The easiest way to understand an index is how you find books at a library. Books are grouped into sections of “Fiction” and “Non-Fiction”, and then into subject areas, such as “Business”, “Self-Help”, “Crime Thriller” etc. If you find yourself in the right section, books are ordered by alphabetical order of the author’s last name. Such a system helps you find a few books with the just two or three pieces of information. Indexes are the way to get to individual rows with the help of a combination of values held in a selected set of columns.

Indexing and Partitioning are, perhaps, the most powerful and scalable way to achieve performance, as they remain relatively resilient to large growth in data volumes. The cost of indexing is additional storage, as the index is stored as a “column” that is invisible to users. A well-optimized table may be 1.7x the size of the original version of the table.

Caching Data

Several BI Reporting tools provide an option to cache the data set used by a dashboard. Users accessing the dashboard subsequently get the data from the cache, as opposed to re-executing the query against the database. Caching provides a significant performance gain in user experience, especially in dashboards accessed by multiple users. Report developers can also schedule the cache to be created and populated before office hours so that the dashboard performs well from the first usage onwards.

There are two things to consider before using the cache option:


BI vendors may charge customers for the volume of data each dashboard uses, as cache is hosted in high-performance storage clusters. Unlike database table storage, this may not be cheap, and will also scale based on the refresh frequency and usage patterns. Thus, leveraging a cache might be an expensive.


The cache data will reside in a cluster hosted by the BI vendor and in some industries, such as Financial Services, this is prohibited by regulators. Moreover, if your application contains sensitive information, , such as Reporting on Customer Data, placing customer-identifying information in external servers could be of great concern. Caching automatically implies that your data ceases to be “on-premise”.


The low-hanging fruit of tuning performance lies in how reports and dashboards are built: including a large number of filters and setting default values ensures that the first time the dashboard loads is fast. Report builders can set values that will intentionally access a smaller subset of the data.

This approach can be combined with the other approaches listed above, compounding the performance improvements. For instance, if you set filters on columns that partition a large table, you force the dashboard to access smaller sections of the underlying data set. Thus, building reports filtered on columns that are part of the index and having filters on columns that is the partition column will take advantage of the tuning done in the backend.

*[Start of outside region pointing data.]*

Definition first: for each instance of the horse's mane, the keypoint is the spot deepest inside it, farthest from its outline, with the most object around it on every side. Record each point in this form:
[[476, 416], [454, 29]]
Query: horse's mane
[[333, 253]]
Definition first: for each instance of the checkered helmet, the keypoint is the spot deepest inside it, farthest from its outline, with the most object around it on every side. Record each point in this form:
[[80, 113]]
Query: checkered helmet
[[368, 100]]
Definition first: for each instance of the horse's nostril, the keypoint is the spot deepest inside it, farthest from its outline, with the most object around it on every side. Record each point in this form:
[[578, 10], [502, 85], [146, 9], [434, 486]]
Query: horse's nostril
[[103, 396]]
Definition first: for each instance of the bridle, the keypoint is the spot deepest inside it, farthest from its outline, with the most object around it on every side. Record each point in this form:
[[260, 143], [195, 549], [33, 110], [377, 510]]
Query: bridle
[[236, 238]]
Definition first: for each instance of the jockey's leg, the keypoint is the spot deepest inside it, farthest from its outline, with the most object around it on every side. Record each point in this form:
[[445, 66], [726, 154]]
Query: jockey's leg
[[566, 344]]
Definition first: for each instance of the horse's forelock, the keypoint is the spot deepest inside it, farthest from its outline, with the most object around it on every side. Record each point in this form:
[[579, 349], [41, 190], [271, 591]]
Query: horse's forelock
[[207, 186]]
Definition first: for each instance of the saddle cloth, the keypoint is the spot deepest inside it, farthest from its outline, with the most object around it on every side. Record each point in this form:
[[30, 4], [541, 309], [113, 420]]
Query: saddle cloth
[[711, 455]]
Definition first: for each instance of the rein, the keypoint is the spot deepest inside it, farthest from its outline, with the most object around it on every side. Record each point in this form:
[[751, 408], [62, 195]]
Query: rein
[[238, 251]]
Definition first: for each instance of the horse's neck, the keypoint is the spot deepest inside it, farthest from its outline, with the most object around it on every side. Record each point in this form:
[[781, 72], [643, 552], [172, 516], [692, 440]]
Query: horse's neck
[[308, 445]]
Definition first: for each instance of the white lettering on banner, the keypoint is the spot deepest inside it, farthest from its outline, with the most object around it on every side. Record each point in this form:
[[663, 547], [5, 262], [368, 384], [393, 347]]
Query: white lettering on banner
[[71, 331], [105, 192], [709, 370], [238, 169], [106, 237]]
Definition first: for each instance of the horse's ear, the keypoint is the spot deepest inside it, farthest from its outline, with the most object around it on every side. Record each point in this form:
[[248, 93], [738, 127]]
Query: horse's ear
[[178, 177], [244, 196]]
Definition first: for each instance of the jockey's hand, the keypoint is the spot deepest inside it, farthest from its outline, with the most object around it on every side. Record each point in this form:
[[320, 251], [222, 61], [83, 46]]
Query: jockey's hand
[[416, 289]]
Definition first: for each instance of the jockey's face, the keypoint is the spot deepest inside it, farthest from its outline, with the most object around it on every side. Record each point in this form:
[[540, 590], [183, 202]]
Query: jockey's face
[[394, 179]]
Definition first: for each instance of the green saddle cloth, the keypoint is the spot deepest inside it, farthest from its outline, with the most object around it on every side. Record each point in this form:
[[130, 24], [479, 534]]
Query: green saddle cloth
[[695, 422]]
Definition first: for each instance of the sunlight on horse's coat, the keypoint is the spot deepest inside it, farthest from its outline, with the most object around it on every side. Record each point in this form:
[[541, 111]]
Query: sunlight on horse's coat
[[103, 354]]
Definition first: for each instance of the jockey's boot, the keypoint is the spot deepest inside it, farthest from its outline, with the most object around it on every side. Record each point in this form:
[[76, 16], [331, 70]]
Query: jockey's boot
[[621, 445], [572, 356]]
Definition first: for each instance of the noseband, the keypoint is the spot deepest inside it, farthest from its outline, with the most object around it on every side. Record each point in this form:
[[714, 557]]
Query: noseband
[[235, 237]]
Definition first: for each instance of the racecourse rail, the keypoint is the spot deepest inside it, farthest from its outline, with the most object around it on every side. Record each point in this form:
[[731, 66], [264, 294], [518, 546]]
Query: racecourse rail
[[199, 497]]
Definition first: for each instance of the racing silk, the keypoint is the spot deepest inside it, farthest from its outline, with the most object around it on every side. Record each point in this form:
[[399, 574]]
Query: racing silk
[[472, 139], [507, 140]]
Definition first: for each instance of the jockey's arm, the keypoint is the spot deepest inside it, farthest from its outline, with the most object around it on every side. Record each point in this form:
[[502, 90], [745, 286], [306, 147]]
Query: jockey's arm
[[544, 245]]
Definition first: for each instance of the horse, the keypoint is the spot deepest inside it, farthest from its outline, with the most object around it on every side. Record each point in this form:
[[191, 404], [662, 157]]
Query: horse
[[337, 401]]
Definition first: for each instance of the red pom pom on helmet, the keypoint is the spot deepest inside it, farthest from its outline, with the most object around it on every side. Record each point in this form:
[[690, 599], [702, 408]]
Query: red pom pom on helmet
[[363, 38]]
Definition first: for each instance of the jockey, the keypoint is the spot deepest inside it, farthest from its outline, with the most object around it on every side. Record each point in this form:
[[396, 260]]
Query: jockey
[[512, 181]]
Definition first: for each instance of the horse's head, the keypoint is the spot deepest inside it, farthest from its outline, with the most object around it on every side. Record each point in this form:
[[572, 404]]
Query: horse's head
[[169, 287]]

Often times, analysts and report builders only look at options within the BI Tool for performance improvements. Zooming out to look at the end-to-end BI workflow could help identify areas of improvement that make improvement sustainable. Moreover, improvements made through table or data model optimizations can benefit other reporting applications and ad-hoc queries as well. Since BI vendors and tools are focused on one aspect of the BI Ecosystem, such as Data Imports, Preparation, or Visualization, some of the steps outlined above may require more coordination and technical help.